Ils doivent être regardés comme soutenant que :
— l’arrêté attaqué est entaché d’un vice de procédure dès lors qu’ils n’ont pas reçu communication du procès-verbal d’infraction du 26 septembre 2022 ;
— il est entaché d’une erreur de droit dès lors que les travaux étaient achevés ;
— il est entaché d’inexactitudes matérielles, dès lors que la baie implantée sur le mur pignon Ouest de la construction était déjà percée avant qu’ils acquièrent leur maison, et que l’extension de la construction en limite séparative avec le parc de stationnement existant ne représente qu’une surface de 5 m2 ;
— les travaux étaient justifiés par un motif légitime et ils ont déposé une nouvelle demande d’autorisation dans le but de se mettre en conformité.
Par un mémoire en défense, enregistré le 20 octobre 2023, la préfète du Val-de-Marne conclut au rejet de la requête.
Elle fait valoir que les moyens soulevés par les requérants ne sont pas fondés et qu’elle se trouvait en situation de compétence liée pour interrompre les travaux.
Vu les autres pièces du dossier.
Vu :
— le code des relations entre le public et l’administration ;
— le code de l’urbanisme ;
— le code de justice administrative.
Les parties ont été régulièrement averties du jour de l’audience.
Ont été entendus au cours de l’audience publique :
— le rapport de Mme Prissette,
— et les conclusions de M. Duhamel, rapporteur public.
Les parties n’étant ni présentes, ni représentées.
Considérant ce qui suit :
1. M. E et Mme D sont propriétaires d’une maison d’habitation située 19, rue des Nymphes à Vitry-sur-Seine.
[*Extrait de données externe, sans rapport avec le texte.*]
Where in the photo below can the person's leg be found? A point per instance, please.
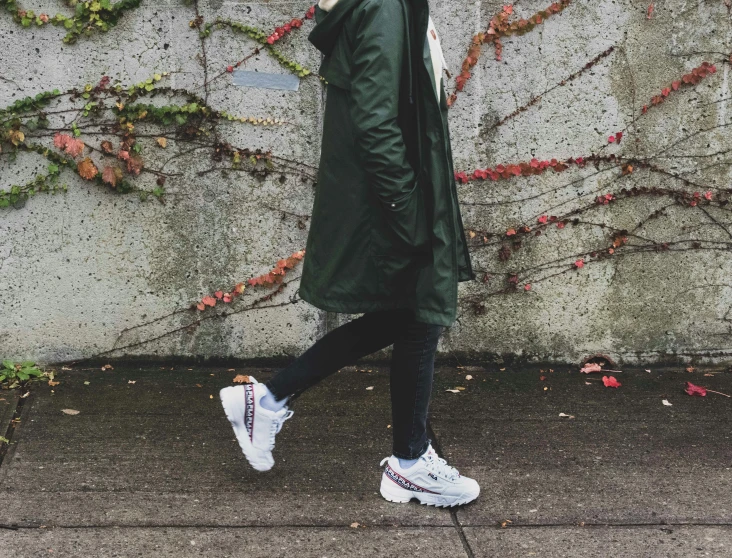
(412, 370)
(414, 470)
(338, 348)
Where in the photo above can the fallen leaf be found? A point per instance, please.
(691, 389)
(610, 381)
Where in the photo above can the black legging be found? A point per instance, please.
(412, 368)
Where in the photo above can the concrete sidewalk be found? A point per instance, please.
(150, 467)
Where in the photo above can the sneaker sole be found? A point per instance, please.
(232, 399)
(393, 493)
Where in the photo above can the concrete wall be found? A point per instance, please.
(80, 271)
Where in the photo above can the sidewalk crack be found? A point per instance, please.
(453, 512)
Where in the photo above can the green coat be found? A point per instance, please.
(383, 236)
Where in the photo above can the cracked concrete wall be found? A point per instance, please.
(88, 271)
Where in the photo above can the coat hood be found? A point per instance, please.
(324, 34)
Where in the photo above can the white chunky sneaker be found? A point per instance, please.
(255, 427)
(431, 481)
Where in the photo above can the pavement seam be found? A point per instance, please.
(18, 527)
(14, 420)
(453, 511)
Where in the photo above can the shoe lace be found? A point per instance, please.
(276, 426)
(439, 466)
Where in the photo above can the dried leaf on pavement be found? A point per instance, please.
(610, 381)
(692, 389)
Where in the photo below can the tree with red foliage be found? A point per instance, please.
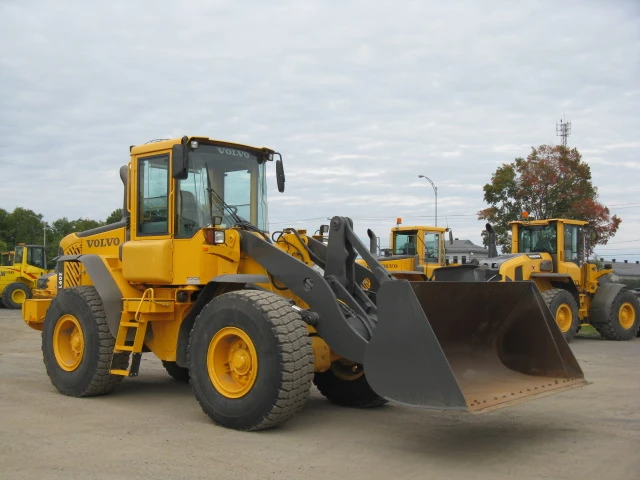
(553, 182)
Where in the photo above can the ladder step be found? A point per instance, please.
(130, 324)
(135, 364)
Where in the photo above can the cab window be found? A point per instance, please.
(153, 188)
(431, 247)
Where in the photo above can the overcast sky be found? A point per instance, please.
(360, 97)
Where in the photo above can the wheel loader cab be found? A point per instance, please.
(561, 239)
(175, 193)
(427, 244)
(220, 181)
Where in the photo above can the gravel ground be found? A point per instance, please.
(151, 427)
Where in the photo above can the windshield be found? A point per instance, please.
(537, 238)
(432, 247)
(19, 254)
(405, 243)
(222, 182)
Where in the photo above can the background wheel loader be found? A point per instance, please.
(414, 252)
(551, 253)
(19, 276)
(252, 320)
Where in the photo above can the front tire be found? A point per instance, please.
(250, 360)
(15, 294)
(77, 346)
(564, 309)
(624, 318)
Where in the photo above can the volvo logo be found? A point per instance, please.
(103, 242)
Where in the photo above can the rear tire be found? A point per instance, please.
(564, 309)
(178, 373)
(624, 318)
(14, 295)
(344, 384)
(77, 346)
(250, 360)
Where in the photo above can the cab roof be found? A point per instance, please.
(548, 221)
(166, 144)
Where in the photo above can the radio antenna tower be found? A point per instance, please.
(563, 129)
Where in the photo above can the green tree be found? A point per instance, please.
(24, 226)
(552, 182)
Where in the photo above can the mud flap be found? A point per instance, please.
(467, 345)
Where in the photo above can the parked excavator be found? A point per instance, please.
(18, 278)
(191, 275)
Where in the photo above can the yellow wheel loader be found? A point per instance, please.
(414, 252)
(19, 277)
(252, 320)
(551, 253)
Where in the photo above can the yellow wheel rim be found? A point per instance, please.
(627, 315)
(68, 342)
(564, 317)
(232, 362)
(18, 296)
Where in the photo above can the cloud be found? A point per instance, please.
(359, 97)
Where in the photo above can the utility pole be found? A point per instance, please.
(563, 129)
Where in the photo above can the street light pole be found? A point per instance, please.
(435, 190)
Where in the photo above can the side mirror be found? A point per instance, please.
(280, 174)
(180, 167)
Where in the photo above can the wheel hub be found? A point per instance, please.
(564, 318)
(627, 315)
(68, 343)
(232, 362)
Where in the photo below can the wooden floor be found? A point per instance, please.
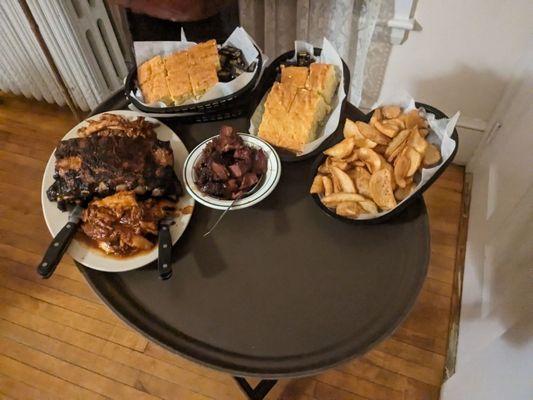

Après qu’un procès-verbal d’infraction ait été dressé le 26 septembre 2022, par un arrêté du 28 octobre 2022, le maire de Vitry-sur-Seine, agissant au nom de l’Etat, a, notamment sur le fondement des articles L. 480-2 et L. 480-4 du code de l’urbanisme, mis en demeure les intéressés d’interrompre immédiatement les travaux entrepris sur leur propriété. Les requérants demandent l’annulation de cet arrêté.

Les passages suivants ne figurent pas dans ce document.